Grumble... Go take a look at Apple's description of the G5 architecture before spouting.. Here's the relevant lines:
- Each PowerPC G5 processor has its own dedicated 1GHz bidirectional interface to the system controller for a mind-boggling 16GB per second of total bandwidth -- more than twice the 6.4-GBps maximum bandwidth of Pentium 4-based systems using the latest PC architecture
- 800MHz HyperTransport interconnects for a maximum throughput of 3.2GB per second.
Apple uses the same basic memory set-up as the AMD Opteron.Thanks for the pointer. Now, about that "most cost effective" bit? Compared to what? At retail prices?
I have been sitting here by my 1100 node G5 cluster trying to copy a 17.6 MB file for the last 20 minutes. It is so freaking slow now that I only get 44% efficiency. On my 1.5 Ghz P3 I would be able to do this in under 20 seconds. .....
I'm about as far from a Mac basher as you can get, but you are completely off-base.
ECC can *detect* two-bit errors, and can *repair* single-bit errors. ECC memory is *not* the same as parity memory!
And ECC is not designed to catch "bad" memory, it is designed to handle bit errors that occur naturally with "good" memory.
All memory has a bit-error rate, which is incredibly low. However, given a system with gigabytes of RAM, you can expect a bit error every couple of days. Hopefully this error will be in an area that is non-criticle, but multiply this by a thousand or so processors, and there is a real risk.
And, since your message was so inflammatory, how about you do some f*cking research before you spout off next time...
Is the things you can find out by looking at the whole list.
Like...
The highest rated "classified" computer in the US is only at #44, a Cray with 1900 processors that clocks in at "only" 1166 GFlops. One can assume that it resides at NSA. Does anyone really believe that NSA would be using such a relatively "slow" supercomputer. Piffle. The faster ones are probably so classifed that no one without a very high security clearance even knows they were built.
Avon Products apparently has a supercomputer that can do 277 GFlops (#456 on the list). Just what on God's Green Earth does Avon need with a supercomputer that makes the Top 500? Studying flow patterns in cosmetics? Data mining the Avon Ladies? Kinda makes you wonder, doesn't it?
BMW apparently spends a whole lot of money on HP super computers, with 12 on the list (unless I missed any--#'s 225, 243, 244, 322, 323, 324, 331, 342, 417, 418, 429, and 485), with a combined processing power of 4188.6 GFlops, and that was all installed in the past three years.
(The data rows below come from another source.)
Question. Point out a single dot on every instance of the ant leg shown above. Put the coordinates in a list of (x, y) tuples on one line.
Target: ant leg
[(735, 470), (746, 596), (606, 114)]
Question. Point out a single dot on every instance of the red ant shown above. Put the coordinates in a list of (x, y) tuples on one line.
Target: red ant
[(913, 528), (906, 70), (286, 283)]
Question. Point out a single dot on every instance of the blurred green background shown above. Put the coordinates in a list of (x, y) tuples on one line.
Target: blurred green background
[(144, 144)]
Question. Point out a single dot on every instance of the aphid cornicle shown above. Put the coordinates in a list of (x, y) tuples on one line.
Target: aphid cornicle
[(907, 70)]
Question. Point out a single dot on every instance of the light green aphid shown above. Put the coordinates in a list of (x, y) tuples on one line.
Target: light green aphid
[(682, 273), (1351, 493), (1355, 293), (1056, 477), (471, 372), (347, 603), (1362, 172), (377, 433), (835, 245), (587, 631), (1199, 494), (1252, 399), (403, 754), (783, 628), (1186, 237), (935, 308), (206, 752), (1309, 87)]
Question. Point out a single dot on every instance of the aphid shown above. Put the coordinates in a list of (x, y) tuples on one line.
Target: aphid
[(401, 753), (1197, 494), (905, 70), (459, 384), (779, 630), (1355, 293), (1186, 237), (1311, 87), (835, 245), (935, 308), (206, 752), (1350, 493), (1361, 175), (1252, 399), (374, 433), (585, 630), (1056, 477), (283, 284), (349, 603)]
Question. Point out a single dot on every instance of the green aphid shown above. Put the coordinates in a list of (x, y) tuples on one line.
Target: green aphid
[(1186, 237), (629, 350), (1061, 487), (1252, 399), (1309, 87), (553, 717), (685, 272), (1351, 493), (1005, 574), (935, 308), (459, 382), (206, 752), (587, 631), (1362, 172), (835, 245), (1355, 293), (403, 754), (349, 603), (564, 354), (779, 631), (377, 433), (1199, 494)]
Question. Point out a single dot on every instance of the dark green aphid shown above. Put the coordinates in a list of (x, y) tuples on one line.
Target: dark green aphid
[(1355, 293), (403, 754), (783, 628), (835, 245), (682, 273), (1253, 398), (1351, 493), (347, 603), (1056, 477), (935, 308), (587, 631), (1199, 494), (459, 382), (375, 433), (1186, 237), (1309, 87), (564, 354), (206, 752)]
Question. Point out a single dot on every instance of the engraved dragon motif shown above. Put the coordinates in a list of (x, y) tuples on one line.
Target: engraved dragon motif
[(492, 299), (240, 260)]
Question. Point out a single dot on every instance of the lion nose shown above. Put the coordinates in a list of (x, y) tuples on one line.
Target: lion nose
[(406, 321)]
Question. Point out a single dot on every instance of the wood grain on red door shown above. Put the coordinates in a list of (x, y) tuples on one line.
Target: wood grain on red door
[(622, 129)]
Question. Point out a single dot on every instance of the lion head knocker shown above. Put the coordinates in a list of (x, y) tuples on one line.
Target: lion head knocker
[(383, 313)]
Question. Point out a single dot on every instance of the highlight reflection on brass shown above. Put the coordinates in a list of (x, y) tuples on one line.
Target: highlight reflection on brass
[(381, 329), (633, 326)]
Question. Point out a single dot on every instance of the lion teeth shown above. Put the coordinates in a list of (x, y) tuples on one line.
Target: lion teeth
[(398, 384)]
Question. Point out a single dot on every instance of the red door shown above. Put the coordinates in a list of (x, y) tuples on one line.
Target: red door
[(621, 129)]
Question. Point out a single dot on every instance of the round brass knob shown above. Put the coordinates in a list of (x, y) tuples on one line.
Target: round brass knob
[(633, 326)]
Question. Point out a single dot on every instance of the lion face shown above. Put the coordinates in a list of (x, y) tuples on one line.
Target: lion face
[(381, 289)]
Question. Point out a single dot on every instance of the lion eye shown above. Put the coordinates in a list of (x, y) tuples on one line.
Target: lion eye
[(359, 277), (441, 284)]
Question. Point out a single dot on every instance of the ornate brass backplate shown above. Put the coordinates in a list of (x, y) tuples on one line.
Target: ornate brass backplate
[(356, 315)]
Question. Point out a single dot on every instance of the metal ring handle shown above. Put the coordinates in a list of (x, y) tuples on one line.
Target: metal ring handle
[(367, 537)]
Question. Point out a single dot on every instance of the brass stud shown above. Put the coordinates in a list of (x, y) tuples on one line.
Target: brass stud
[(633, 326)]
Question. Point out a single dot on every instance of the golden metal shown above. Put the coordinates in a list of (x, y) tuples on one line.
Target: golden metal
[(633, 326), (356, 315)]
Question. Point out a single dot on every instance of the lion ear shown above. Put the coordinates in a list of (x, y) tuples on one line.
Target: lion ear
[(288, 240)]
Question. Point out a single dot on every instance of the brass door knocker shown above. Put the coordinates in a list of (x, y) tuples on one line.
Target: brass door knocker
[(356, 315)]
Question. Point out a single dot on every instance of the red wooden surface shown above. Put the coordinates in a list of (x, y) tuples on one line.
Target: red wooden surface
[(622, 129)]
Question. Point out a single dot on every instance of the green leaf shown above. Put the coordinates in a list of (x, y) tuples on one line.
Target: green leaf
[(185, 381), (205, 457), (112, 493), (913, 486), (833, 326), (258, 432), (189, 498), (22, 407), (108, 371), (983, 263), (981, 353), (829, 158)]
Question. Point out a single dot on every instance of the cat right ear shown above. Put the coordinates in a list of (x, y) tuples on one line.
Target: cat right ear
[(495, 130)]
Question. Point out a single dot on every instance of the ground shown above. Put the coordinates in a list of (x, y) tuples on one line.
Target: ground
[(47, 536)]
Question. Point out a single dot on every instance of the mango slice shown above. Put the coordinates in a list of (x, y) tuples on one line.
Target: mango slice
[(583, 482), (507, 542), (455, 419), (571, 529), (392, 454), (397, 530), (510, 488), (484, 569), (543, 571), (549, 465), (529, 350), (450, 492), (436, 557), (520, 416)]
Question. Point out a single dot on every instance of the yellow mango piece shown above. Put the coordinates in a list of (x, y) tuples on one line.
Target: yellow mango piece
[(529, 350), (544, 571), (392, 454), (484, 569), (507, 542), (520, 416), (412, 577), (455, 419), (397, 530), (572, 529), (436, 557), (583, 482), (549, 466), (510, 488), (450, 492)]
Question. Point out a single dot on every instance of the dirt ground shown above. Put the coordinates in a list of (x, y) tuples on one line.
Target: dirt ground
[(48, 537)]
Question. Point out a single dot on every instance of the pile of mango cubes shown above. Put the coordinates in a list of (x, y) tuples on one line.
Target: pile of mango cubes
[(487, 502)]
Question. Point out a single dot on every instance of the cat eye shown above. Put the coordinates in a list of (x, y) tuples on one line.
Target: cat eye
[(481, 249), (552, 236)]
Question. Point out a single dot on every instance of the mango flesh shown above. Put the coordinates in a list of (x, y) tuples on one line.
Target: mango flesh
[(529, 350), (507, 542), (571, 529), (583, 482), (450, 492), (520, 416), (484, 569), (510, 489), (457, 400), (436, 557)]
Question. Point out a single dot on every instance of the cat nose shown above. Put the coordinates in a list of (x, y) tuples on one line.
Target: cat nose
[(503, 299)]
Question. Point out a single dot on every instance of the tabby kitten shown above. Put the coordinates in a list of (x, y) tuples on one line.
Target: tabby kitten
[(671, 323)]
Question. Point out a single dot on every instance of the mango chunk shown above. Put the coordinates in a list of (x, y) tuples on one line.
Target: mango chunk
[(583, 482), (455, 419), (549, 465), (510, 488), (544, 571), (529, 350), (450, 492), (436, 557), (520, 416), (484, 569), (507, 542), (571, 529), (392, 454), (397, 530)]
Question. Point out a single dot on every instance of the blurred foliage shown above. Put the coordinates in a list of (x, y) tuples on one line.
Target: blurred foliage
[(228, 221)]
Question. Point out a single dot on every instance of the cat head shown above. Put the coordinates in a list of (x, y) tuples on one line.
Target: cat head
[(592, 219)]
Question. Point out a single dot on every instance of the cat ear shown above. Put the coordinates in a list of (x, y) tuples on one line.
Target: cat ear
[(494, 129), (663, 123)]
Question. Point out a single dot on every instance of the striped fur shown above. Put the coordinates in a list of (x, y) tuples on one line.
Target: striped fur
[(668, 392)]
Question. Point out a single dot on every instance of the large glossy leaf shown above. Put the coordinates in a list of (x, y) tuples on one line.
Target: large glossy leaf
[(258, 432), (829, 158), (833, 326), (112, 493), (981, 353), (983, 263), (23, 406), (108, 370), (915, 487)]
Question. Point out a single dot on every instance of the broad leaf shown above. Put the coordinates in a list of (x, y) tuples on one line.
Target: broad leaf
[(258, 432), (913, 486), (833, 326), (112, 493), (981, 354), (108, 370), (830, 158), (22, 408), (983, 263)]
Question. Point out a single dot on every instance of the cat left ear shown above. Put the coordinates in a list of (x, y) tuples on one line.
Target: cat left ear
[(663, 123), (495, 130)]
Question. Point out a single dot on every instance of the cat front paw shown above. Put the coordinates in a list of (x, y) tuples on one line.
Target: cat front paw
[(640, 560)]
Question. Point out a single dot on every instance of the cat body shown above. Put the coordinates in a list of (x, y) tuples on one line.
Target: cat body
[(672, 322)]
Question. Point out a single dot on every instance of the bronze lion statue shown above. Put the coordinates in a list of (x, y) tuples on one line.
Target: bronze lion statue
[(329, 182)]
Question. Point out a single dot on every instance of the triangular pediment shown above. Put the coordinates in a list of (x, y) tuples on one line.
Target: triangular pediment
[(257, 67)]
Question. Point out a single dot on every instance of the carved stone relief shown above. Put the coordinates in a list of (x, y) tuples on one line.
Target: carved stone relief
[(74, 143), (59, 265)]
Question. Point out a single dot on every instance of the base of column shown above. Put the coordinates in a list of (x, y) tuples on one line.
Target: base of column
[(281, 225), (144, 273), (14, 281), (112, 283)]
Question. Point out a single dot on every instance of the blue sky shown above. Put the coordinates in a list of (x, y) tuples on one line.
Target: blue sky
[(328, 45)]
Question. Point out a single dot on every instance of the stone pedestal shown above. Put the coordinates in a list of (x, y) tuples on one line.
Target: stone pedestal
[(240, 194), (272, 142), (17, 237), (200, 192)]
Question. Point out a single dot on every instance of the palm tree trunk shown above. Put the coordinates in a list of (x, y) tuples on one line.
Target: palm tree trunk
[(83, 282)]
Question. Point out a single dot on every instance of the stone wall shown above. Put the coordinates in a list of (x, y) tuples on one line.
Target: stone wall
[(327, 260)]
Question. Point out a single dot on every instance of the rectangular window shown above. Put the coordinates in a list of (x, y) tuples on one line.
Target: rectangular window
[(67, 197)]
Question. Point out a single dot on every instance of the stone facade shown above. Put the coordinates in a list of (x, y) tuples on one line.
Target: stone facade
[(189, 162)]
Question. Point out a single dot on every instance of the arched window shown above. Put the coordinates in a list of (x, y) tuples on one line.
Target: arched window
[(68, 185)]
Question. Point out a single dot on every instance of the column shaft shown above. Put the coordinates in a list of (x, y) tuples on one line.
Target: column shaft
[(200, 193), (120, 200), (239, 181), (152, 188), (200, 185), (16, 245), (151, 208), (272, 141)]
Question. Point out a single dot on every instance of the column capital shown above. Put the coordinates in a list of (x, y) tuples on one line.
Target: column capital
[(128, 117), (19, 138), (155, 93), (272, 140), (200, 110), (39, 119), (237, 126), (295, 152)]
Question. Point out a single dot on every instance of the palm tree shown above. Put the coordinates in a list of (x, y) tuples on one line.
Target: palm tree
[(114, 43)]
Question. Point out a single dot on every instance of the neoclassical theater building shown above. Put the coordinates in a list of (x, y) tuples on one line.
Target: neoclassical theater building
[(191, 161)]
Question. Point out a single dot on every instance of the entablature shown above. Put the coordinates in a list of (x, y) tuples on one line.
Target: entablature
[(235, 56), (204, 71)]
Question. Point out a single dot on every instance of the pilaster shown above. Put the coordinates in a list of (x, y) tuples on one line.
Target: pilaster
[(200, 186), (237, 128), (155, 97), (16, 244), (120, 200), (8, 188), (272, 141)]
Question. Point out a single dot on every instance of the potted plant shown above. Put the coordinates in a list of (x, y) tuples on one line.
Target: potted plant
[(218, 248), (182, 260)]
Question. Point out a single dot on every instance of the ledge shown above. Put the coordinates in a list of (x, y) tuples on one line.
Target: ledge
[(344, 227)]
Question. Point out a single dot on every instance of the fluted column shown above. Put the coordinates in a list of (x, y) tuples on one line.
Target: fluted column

With all that power, they still couldn't figure out that an embedded Windows OS for their flagship car was a bad idea...maybe they need to kick the F1 team off the supercomputers for a while and let the production car guys in...
Err, Apple's G5 and the AMD Opteron don't have an even remotely related memory setup. The G5 looks a lot more like the AthlonXP and AthlonMP setups. The Opteron has an integrated 128-bit wide DDR memory controller, connects multiple CPUs directly through cache-coherent Hyptertransport links, and uses additional 32-bit, 1600MT/s HT links (3.2GB/s in each direction) to connect the CPU directly to the I/O chips.
The Powermac G5 uses up to 1GT/s, 64-bit wide version of IBM's Elastic I/O bus to connect each processor to a memory controller chip, which in turn has a pair of 64-bit wide DDR memory controllers. These buses are also shared for the processors I/O needs, which are passed over a 800MT/s, 16-bit wide hypertransport link to the PCI-X controller.
As for the width and speed of the Hypertransport links, Apple is very confusing on this front. In the document you linked they say "two bidirectional 16-bit, 800MHz HyperTransport interconnects for a maximum throughput of 3.2GB per second." In their PowerMac G5 Tech Specs PDF they say "two bidirectional 800MHz HyperTransport interconnects for a maximum throughput of 1.6 GBps." So which is it? And just what bandwidth are they measuring?
The PowerMac does indeed have two separate bi-directional Hypertransport links, the first connects the memory and processor controller chip to the PCI-X controller, and the second goes from the PCI-X controller to the extra I/O chips. It seems to me like the page you quoted is ADDING the bandwidth of the two daisy-chained hypertransport links, which would be TOTALLY incorrect.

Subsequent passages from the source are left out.